Flux: GPU not working as expected

https://github.com/FluxML/model-zoo/blob/master/vision/mnist/mlp.jl

Adapting above example to my own set of inputs. The example works as expected
When I change input from 28x28 MNIST pictures to my input ( 10x5 Array{float32,2}) the GPU only works hard if I constrain my training set is small. If I increase the size of the training set to > 500,000 items the data loads to GPU (example: 5.2gb used of 6gb available) but the gpu is not being used on task manager and the training is very slow (similat to CPU) speed

I am using the latest package of Flux& Zygote

How can I get the Dataloader to make use of my GPU?
@with_kw mutable struct Args
η::Float64 = 3e-4 # learning rate
batchsize::Int = 32 # batch size
epochs::Int = 10 # number of epochs
device::Function = gpu # set as gpu, if gpu available
end

train_data,test_data = getdata(args)

# Construct model
m = build_model()
train_data = args.device.(train_data)
test_data = args.device.(test_data)
m = args.device(m)

Could you post the actual data setup and training code? The snippet above doesn’t run actually run the model on any data, so it’s impossible to tell what the performance bottleneck is.

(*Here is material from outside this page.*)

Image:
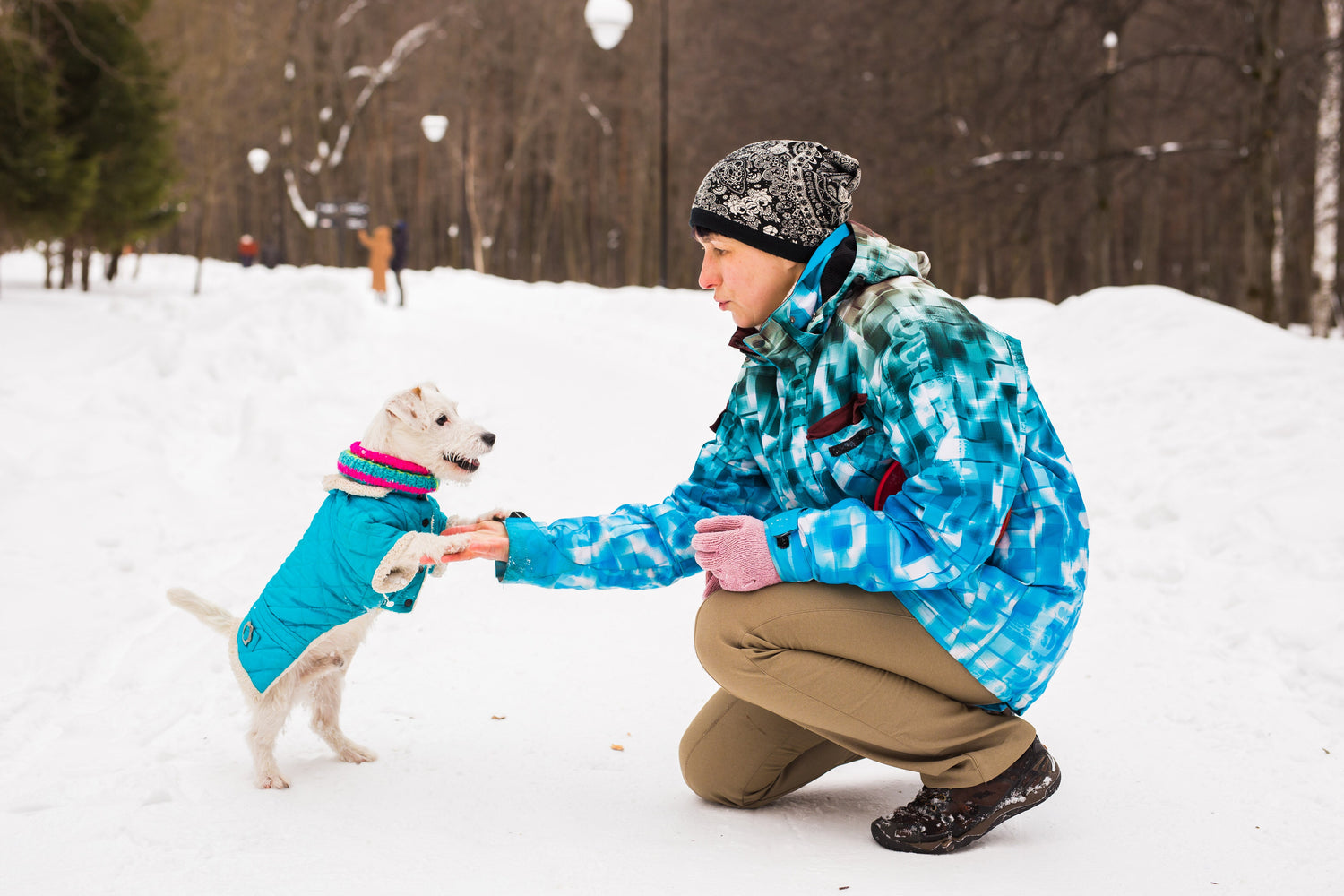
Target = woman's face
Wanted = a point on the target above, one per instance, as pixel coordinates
(747, 282)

Sure, essentially the same as the Model Zoo example (swapped 28,28,N input pictures with 5,10,N also Float32)
Only utilising 7% of GPU [Nvidia 1060] when I increase N above a small number (i.e. CPU is faster

if has_cuda()		# Check if CUDA is available
    @info "CUDA is on"
    import CuArrays		# If CUDA is available, import CuArrays
    CuArrays.allowscalar(false)
end

@with_kw mutable struct Args
    η::Float64 = 3e-4       # learning rate
    batchsize::Int = 32   # batch size
    epochs::Int = 10        # number of epochs
    device::Function = cpu  # set as gpu, if gpu available
end
function getdata(args)
    # Loading Dataset
    endOfTrain=Int64(trunc(length(Output)*0.7))
    xtrain=Imatrix[:,:,1:endOfTrain]
    xtest=Imatrix[:,:,endOfTrain+1:length(Output)]

    ytrain=Output[1:endOfTrain]
    ytest=Output[endOfTrain+1:length(Output)]
    # Reshape Data for flatten the each image into linear array
    xtrain = Flux.flatten(xtrain)
    xtest = Flux.flatten(xtest)

    # One-hot-encode the labels
    ytrain, ytest = onehotbatch(ytrain, 0:1), onehotbatch(ytest, 0:1)

    # Batching
    train_data = DataLoader(xtrain, ytrain, batchsize=args.batchsize, shuffle=true)
    test_data = DataLoader(xtest, ytest, batchsize=args.batchsize)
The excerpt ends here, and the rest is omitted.